SUMMARY AND CONCLUSION

This essay has looked at the effect of the agency problem on determining the firm’s capital structure decisions, i.e. the pursuance of managerial incentives which is seen as a problem; such as splendid offices, company cars, and lavish life styles, etc, with no direct control by the shareholders on the activities of the management. Additionally, we have discussed about the ownership of the firm with regards to the latter mentioned, i.e. if the manager owned 95 percent of a company, how would that affect the firm’s capital structure decisions. We have also identified that capital structure is divided between debt capital and equity. Following, we have also examined the issue of asymmetric information to a firms capital structure, i.e. when there are two parties to a contract in which one party has more or all the information regarding an organisations operations and the other party has very little or no information regarding the previous mentioned; and looking at how that affects the capital structure of the firm. Finally, practical methods by which management within firms may use to determine their optimal financial mix are critically analysed. They are capital gearing, interest cover and income gearing, operating and financial gearing, and lastly, the target capital structure.

It will be worthwhile to conclude that gearing can lower the overall or weighted average cost of capital that the company is required to achieve on its operations, and can raise the market value of the enterprise. However, this benign effect can be relied upon only at relatively safe gearing levels. Companies can expect the market to react adversely to excessive gearing ratios. Strictly, the appropriate cut-off rate for new investment is the marginal cost of capital, but if no change in gearing is caused by the new activity, the WACC can be used. Also considerable care should always be given when prescribing the appropriate use of debt that will enhance shareholder wealth without ever threatening corporate collapse, a major trend with regards to the agency problem. The capital structure decision, like the dividend decision, is a secondary decision, that is, to the company’s primary concern of finding and developing wealth-creating projects. Many people argue that the beneficial impact of debt is largely an illusion. Clever financing cannot create wealth (although it may enable exploitation of projects that would not otherwise have proceeded). It may however, transfer wealth if some stakeholders are prepared, perhaps due to information asymmetry, to accept too low a return for the risks they incur, or if the government offers a tax subsidy on debt interest. The decision to borrow should not be over-influenced by tax considerations. There are other ways of obtaining tax subsidies, such as investing in fixed assets, which qualify for tax subsidies. A highly, geared company could find itself unable to exploit the other tax-breaks offered by governments when a favourable opportunity is uncovered.

REFERENCES AND BIBLIOGRAPHY

Jensen, M.C. and Meckling, W.H. (1976), Theory of the Firm: Managerial Behaviour, Agency Costs and Ownership Structure, Journal of Financial Economics, October, pp. 305 - 360.

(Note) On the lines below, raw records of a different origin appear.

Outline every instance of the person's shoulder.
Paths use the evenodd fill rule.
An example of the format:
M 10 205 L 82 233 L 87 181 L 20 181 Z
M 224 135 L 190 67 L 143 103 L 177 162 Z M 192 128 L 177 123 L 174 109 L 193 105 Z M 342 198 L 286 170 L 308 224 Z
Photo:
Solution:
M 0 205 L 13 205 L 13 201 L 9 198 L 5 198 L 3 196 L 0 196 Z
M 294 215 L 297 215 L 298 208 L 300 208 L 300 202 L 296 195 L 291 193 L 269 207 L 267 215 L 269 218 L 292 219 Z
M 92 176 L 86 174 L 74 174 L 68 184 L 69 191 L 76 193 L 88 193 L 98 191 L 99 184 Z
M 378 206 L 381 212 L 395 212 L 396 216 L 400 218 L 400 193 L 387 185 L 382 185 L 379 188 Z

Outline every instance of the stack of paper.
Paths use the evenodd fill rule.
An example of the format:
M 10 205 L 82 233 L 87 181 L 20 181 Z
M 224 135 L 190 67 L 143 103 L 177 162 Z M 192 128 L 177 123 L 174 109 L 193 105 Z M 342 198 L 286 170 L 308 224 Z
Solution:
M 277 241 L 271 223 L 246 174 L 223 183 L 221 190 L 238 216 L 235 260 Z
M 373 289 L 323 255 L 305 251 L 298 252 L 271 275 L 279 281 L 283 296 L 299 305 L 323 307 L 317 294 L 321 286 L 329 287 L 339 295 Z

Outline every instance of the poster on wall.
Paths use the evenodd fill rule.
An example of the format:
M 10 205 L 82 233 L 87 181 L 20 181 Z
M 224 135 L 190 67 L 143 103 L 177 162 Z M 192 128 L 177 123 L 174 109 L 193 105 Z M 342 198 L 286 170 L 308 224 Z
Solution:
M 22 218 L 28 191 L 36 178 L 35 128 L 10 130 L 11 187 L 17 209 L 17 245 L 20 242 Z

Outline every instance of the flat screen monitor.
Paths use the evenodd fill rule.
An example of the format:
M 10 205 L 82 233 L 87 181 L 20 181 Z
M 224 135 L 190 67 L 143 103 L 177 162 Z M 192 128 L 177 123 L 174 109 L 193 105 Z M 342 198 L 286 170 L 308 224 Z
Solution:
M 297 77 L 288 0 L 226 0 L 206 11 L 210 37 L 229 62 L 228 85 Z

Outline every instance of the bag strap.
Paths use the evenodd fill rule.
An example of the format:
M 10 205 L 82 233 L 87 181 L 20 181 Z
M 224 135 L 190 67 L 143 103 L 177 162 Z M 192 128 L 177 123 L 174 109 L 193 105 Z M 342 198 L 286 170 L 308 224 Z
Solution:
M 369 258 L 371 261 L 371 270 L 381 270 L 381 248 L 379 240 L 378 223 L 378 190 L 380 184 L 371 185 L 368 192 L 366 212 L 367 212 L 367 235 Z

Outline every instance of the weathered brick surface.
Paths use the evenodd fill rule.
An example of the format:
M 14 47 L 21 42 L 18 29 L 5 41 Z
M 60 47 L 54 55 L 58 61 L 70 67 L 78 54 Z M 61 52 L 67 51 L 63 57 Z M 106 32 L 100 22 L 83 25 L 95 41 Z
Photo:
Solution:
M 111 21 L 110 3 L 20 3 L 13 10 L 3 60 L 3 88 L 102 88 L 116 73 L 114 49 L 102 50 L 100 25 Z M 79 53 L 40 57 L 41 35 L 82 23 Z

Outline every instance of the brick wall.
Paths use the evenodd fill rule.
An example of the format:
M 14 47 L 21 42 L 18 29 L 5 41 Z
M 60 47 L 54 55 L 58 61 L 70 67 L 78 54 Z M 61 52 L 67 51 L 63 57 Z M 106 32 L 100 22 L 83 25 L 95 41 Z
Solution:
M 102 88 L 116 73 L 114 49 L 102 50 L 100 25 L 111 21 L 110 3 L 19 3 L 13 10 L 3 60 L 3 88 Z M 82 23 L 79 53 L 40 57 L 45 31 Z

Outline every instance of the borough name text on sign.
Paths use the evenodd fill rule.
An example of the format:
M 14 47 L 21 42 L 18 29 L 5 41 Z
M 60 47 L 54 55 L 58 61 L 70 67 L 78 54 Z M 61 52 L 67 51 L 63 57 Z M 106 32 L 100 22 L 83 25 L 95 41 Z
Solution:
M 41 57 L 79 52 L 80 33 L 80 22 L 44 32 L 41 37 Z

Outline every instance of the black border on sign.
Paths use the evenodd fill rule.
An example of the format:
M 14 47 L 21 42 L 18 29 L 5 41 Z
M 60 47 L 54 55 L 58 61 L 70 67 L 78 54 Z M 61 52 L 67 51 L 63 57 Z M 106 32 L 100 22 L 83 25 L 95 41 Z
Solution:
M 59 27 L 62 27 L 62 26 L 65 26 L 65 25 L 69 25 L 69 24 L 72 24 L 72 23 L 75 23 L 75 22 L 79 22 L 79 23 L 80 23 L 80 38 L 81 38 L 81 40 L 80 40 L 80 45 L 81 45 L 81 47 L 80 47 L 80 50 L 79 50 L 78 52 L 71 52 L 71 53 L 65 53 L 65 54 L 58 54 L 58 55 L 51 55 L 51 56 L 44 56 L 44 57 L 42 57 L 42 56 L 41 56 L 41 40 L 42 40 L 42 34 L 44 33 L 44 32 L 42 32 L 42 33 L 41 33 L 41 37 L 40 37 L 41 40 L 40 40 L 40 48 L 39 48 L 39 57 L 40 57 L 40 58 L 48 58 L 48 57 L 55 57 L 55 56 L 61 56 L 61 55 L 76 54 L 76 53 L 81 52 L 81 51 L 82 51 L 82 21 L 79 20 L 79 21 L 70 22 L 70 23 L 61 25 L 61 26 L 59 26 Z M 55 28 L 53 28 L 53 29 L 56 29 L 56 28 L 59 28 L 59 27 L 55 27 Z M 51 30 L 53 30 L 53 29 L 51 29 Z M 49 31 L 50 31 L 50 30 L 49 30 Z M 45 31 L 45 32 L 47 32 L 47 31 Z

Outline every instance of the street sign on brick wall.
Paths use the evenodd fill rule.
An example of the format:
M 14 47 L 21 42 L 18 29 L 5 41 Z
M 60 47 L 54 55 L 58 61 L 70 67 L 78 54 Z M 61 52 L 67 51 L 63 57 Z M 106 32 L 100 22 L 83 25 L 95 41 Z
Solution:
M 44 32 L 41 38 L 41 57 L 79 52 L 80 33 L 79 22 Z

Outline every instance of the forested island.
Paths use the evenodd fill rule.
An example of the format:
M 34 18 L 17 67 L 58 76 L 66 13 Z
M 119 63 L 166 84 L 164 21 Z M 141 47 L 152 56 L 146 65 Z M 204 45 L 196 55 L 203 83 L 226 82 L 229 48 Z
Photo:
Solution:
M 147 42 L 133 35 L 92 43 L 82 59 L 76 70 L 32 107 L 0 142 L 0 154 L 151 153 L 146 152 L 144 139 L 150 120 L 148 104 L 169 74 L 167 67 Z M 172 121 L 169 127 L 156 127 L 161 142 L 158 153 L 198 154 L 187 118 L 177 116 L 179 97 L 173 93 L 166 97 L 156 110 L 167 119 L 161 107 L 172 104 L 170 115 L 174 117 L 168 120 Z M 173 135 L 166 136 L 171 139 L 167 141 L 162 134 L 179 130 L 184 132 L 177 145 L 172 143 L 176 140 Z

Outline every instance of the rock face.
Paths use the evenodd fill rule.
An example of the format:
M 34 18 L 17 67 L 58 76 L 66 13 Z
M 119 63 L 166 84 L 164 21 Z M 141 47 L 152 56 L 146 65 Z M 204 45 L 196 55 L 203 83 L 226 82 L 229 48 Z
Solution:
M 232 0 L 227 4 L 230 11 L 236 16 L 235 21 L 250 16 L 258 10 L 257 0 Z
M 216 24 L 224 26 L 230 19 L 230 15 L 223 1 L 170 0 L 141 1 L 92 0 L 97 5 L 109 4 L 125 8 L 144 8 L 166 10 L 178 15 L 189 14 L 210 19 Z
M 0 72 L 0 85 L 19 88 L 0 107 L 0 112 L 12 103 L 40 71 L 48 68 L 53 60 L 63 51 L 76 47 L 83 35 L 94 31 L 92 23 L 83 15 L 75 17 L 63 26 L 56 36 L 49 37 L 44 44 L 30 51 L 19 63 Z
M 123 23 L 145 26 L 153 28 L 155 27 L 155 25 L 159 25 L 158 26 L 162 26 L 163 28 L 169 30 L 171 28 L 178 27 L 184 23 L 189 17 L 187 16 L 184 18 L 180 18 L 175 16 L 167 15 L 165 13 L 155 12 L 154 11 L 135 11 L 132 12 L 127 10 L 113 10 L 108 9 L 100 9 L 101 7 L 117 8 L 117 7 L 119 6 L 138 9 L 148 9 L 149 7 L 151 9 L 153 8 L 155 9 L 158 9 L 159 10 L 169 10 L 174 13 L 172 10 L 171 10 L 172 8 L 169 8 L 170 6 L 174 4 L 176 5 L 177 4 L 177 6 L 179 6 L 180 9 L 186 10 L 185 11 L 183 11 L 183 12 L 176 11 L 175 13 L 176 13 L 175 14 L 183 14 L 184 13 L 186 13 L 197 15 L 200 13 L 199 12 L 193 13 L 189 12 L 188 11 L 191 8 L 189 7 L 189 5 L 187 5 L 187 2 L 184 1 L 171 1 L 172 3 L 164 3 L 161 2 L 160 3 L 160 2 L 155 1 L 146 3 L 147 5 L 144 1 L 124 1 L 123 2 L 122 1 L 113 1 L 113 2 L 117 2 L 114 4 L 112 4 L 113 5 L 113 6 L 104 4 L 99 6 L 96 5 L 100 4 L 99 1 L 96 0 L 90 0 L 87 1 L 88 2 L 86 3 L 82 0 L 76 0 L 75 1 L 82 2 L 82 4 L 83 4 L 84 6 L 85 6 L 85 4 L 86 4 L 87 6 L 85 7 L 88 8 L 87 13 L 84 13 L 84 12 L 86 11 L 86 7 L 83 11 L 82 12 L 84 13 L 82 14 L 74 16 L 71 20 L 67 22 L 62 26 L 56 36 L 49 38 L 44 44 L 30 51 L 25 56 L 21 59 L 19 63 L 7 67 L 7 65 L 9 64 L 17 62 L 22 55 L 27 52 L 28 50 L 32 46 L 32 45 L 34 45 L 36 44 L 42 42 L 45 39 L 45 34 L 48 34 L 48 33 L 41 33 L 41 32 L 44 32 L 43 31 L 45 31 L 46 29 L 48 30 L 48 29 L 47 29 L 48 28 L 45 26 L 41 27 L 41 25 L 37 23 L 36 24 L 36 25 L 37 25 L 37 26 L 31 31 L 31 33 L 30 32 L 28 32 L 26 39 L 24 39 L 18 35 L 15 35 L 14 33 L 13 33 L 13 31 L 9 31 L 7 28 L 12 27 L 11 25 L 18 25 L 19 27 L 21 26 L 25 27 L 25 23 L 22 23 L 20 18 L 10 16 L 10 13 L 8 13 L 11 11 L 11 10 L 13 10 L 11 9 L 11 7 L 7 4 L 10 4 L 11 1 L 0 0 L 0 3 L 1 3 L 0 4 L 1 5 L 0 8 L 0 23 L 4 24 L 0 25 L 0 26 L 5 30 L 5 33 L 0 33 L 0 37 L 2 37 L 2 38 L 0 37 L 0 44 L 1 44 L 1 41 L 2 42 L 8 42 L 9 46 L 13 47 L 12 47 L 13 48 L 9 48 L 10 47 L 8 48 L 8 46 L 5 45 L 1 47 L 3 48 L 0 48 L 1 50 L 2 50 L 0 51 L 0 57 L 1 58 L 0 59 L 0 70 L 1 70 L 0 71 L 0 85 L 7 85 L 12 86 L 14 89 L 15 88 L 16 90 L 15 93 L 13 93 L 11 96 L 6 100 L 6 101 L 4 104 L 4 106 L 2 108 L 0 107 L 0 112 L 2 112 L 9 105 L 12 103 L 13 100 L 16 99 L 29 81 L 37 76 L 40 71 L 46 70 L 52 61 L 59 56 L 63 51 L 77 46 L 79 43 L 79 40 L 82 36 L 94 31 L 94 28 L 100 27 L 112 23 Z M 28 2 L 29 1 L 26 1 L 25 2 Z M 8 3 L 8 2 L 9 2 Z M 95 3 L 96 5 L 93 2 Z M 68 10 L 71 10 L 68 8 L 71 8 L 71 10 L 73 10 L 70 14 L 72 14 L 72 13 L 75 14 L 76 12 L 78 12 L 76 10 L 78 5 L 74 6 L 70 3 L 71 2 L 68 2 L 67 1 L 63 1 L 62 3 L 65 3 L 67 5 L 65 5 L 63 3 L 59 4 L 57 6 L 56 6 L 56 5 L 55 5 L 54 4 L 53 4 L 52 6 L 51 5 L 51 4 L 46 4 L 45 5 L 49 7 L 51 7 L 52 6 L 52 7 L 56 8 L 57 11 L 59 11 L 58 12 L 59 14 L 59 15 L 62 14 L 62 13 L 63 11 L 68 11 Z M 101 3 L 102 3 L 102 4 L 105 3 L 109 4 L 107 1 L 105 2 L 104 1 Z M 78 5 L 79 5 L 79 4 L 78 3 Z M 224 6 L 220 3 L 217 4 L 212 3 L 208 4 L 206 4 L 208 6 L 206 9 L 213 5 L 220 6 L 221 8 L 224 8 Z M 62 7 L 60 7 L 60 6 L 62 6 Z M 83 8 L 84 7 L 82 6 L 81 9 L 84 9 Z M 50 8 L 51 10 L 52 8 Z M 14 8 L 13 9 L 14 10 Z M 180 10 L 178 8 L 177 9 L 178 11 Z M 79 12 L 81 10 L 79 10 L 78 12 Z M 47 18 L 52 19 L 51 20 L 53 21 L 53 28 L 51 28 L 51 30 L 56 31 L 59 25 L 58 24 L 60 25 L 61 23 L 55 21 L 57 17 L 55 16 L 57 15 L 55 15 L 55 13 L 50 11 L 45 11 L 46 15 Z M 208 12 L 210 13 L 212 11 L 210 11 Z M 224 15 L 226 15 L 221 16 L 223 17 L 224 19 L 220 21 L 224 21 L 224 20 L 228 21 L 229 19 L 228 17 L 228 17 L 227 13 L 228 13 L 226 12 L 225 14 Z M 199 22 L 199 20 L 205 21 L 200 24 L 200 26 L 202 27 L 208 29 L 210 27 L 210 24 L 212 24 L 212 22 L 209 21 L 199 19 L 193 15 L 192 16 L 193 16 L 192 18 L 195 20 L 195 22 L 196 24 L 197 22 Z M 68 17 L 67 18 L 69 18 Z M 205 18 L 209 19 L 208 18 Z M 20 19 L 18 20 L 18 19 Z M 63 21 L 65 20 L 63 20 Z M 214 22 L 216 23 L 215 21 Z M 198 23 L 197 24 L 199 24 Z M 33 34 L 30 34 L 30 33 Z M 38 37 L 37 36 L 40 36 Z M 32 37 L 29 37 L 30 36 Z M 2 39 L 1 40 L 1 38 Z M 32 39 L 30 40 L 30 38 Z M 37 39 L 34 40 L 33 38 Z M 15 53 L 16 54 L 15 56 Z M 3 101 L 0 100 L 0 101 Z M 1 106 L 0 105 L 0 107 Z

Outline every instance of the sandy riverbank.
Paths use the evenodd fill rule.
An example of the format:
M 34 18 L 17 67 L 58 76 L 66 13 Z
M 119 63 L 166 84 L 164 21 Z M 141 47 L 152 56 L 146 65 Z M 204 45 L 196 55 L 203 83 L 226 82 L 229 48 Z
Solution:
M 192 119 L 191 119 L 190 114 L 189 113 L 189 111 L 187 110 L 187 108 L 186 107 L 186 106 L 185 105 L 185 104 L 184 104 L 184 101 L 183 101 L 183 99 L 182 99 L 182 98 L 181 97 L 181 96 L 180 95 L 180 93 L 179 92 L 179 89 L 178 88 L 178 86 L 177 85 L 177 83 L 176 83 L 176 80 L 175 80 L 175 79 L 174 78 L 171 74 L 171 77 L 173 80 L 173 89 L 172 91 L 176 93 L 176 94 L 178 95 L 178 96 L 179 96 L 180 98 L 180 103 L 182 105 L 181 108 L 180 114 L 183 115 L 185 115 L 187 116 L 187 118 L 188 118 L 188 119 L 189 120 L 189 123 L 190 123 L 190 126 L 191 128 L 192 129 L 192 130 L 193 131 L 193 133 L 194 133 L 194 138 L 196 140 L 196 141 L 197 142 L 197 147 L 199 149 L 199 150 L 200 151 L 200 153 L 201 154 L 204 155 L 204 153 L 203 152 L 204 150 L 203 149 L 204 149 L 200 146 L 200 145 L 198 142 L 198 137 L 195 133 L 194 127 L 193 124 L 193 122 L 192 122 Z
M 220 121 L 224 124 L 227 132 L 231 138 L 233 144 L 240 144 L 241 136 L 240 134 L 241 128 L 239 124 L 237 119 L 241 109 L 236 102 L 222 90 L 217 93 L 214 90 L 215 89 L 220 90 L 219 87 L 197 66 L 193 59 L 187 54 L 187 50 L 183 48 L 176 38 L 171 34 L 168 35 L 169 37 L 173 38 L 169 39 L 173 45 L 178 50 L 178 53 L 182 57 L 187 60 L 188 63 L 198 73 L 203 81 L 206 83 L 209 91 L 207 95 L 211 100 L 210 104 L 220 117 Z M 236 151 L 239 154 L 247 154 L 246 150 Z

Myers, S. and Majluf, N.S. (1977), Corporate Financing and Investment Decisions when firms have information that investors do not have, Journal of Financial Economics, November, pp. 147 - 176.

Ross, S.A. (1977), The determinants of Financial Structure: The Incentive Signalling Approach, Bell Journal of Economics Spring 1977, pp. 23 - 40.

Ross, S. A. Westerfield, R.W. and Jaffe, J. (1996), Corporate Finance, 4th Edition.

Copeland, T.E. and Weston, J.F. (1988), Financial Theory and Corporate Policy, 3rd Edition.

Brealey, R.A. and Myers, S.C. Principles of Corporate Finance, McGraw Hill.